Ihre Pflegemama berichtet:
Kelly ist eine sehr sanfte und vorsichtige Hündin, die trotz all dem Schlimmen, das sie erlebt hat und all den neuen Dingen,
die nun auf sie einströmen, nie irgendeine Andeutung von Unfreundlichkeit zeigt. Sie MÖCHTE dabei sein, braucht nur
jemanden, der ihr mit Ruhe, Geduld und Zeit die Möglichkeit gibt, all die kleinen Schritte in ihrem Tempo zu machen. Trägt
man dem Rechnung, ist sie ein sehr unkomplizierter Hund, der für jede Freundlichkeit sehr dankbar ist. Sie strahlt dabei sehr
viel Zärtlichkeit aus und ist eine ganz Hübsche.
Fremden Erwachsenen gegenüber ist Kelly sehr zurückhaltend und weicht ihnen aus. Besonders große, dunkle Männer
sind nicht so sehr ihr Fall. Ihrer Pflegefamilie ist sie hingegen liebevoll zugewandt, sie wedelt und freut sich sehr, wenn sie uns
sieht. Streicheleinheiten genießt Kelly ausgesprochen und Körperpflege (Kämmen, Ohrencheck, Zecken entfernen) lässt
sie geduldig über sich ergehen. Immer sucht sie die Nähe der Familie, ist dabei aber nie aufdringlich.
Unsere Kinder (11 und 9) mag sie, sie lässt sich streicheln und verhält sich entspannt, wenn sie um sie herum sind. Kelly
wird aber wohl eher kein Spiel- und Tobe-Kumpel werden. Solange Kinder respektvoll mit ihr umgehen und sie nicht bedrängen, sind
sie jedoch ok.
Anderen Tieren gegenüber ist Kelly sehr sozial. Sie hat sich von Anfang an problemlos in das große Hunde- und Katzenrudel
des Hauses integriert. Auch fremde Hunde sind vollkommen ok für sie. Sie frisst mit den Katzen zusammen, da sie ein
sehr langsamer Fresser ist und ab und zu klauen unsere beiden "Teenagerkatzen" ihr dann etwas von ihrem Futter

.
Im Haus ist Kelly ruhig, anspruchslos, bleibt alleine und war von Anfang an stubenrein. Sie steigt problemlos Treppen, Autofahren braucht
sie bei uns nicht.
Draußen lässt Kelly sich brav anleinen, geht sehr schön ohne zu ziehen an der Leine mit spazieren und genießt das
auch sehr. Sie braucht keine ewig langen Spaziergänge, geht aber flott und entspannt mit. Wenn wir andere Leute treffen - Walker,
Jogger, Fahrradfahrer, Reiter - bereitet ihr das keine Probleme, solange nicht jemand direkt auf sie zugeht oder sie in die Enge treibt:
Dann möchte sie einfach nur weg, lässt sich aber trotzdem gut von einer Bezugsperson beruhigen.

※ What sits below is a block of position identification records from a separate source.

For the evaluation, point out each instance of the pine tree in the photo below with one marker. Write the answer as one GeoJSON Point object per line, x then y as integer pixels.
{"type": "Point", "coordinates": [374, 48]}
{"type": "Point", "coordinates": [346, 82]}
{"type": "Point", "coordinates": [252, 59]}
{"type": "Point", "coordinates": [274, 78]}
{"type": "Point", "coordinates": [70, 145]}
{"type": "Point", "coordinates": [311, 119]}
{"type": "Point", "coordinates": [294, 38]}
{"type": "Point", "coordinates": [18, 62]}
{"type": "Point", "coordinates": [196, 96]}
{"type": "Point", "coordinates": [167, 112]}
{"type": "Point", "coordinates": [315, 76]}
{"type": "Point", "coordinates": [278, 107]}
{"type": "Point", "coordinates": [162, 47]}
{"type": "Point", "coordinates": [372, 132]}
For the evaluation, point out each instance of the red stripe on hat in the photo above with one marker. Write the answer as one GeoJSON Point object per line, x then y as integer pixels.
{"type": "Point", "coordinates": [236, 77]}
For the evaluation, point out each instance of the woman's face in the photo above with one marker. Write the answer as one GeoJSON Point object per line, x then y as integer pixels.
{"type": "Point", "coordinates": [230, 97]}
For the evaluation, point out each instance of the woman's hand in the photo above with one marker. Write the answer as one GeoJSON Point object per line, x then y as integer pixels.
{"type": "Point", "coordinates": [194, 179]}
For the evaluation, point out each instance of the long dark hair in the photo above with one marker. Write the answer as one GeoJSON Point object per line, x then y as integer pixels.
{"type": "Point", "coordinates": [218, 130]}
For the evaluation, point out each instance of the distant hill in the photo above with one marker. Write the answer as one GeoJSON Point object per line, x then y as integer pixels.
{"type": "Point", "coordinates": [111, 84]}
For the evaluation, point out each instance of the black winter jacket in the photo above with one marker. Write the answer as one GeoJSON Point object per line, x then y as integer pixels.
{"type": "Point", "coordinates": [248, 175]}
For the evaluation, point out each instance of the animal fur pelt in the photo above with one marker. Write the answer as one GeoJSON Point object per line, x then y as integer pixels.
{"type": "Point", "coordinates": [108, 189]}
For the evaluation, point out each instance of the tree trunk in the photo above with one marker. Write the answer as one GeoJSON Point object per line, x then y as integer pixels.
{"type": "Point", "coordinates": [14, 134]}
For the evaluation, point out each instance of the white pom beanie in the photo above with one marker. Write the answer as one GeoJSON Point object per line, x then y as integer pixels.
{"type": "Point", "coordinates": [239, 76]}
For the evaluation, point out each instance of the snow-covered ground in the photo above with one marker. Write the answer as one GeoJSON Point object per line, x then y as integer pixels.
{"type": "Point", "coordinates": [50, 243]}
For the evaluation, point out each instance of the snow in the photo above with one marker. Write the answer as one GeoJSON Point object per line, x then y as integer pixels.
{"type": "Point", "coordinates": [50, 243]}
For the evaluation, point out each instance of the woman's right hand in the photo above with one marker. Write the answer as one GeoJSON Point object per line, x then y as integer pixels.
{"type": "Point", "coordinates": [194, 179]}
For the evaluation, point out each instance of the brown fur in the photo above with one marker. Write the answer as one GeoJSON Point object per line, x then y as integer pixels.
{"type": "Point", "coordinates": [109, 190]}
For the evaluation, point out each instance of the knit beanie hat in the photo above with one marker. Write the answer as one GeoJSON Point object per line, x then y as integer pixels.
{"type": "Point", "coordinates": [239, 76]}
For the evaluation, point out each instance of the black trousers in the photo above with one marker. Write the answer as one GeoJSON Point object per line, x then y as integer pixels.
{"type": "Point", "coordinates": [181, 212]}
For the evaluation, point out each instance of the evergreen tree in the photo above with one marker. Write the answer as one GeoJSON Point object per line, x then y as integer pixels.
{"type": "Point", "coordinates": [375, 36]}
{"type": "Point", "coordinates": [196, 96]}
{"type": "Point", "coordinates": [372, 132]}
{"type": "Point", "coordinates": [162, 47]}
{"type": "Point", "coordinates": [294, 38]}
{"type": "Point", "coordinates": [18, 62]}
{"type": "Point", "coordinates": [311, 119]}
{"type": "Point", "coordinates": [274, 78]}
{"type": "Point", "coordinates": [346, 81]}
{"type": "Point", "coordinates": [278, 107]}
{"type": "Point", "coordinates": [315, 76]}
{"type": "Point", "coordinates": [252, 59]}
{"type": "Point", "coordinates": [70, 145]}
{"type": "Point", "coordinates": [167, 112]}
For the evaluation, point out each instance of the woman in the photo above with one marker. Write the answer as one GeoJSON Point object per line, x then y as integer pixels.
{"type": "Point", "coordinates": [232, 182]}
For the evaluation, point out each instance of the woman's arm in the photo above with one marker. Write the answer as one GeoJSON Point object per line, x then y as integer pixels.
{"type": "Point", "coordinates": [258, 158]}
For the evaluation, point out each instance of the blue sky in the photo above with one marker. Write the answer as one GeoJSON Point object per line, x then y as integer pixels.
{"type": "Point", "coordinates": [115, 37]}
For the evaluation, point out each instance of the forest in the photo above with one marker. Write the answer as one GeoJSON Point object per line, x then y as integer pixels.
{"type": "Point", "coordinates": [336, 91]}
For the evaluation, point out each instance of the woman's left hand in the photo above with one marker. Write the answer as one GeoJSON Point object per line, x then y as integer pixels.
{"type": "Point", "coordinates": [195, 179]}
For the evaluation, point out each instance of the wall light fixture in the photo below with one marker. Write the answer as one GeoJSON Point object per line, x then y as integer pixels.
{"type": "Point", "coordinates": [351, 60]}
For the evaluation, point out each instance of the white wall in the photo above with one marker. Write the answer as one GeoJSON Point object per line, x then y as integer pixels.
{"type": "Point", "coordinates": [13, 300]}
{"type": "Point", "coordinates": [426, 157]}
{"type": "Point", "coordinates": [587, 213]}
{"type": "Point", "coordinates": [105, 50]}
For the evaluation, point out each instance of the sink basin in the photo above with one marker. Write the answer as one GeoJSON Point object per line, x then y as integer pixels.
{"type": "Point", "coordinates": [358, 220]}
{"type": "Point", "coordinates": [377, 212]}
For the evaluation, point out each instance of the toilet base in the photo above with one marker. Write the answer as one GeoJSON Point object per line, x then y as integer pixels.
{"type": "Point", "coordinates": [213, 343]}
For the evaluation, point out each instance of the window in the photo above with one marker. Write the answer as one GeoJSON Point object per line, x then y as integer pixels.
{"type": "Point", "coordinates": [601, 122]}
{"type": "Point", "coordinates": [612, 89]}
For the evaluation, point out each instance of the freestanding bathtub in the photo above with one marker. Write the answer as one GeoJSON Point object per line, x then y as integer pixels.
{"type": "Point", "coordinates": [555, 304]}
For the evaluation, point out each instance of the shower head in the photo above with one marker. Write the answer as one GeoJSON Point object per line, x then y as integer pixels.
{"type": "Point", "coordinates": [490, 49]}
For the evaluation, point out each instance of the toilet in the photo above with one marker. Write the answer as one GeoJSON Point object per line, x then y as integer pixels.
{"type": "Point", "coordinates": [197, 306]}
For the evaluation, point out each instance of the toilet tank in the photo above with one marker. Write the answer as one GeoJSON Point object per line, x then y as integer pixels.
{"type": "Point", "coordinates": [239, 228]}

Wie sollte ein neues Zuhause für Kelly aussehen?
In meinen Augen ist es am wichtigsten, dass ihre neuen Menschen Verständnis dafür haben, dass Kelly einfach Zeit braucht
und eine eher ruhige Umgebung, idealerweise ländlich (sie geht nur mit in den Garten, wenn ich dort bin, ansonsten möchte
sie im Haus sein) und ohne zu viel Lärm und Hektik. Wichtig ist auch, dass sie einen Ort hat, an den sie sich zurückziehen
kann. Andere Haustiere sind willkommen, verständige Kinder, die keine Erwartungshaltung an einen Spielkumpel haben, ebenfalls.
Der "Mann im Haus" sollte idealerweise kein ZU männlicher Typ sein, zumindest kein Macho, sondern jemand, der
die Bedürfnisse von Kelly versteht und dem Rechnung tragen kann.
Auch Kelly hat nun ihren endgültigen Hafen gefunden und durfte zu ihrer eigenen Familie nach Uetersen ziehen.
Ihre Pflegestelle hat sie schweren Herzens gehen lassen und wünscht der liebenswerten Hündin alles Glück der Erde!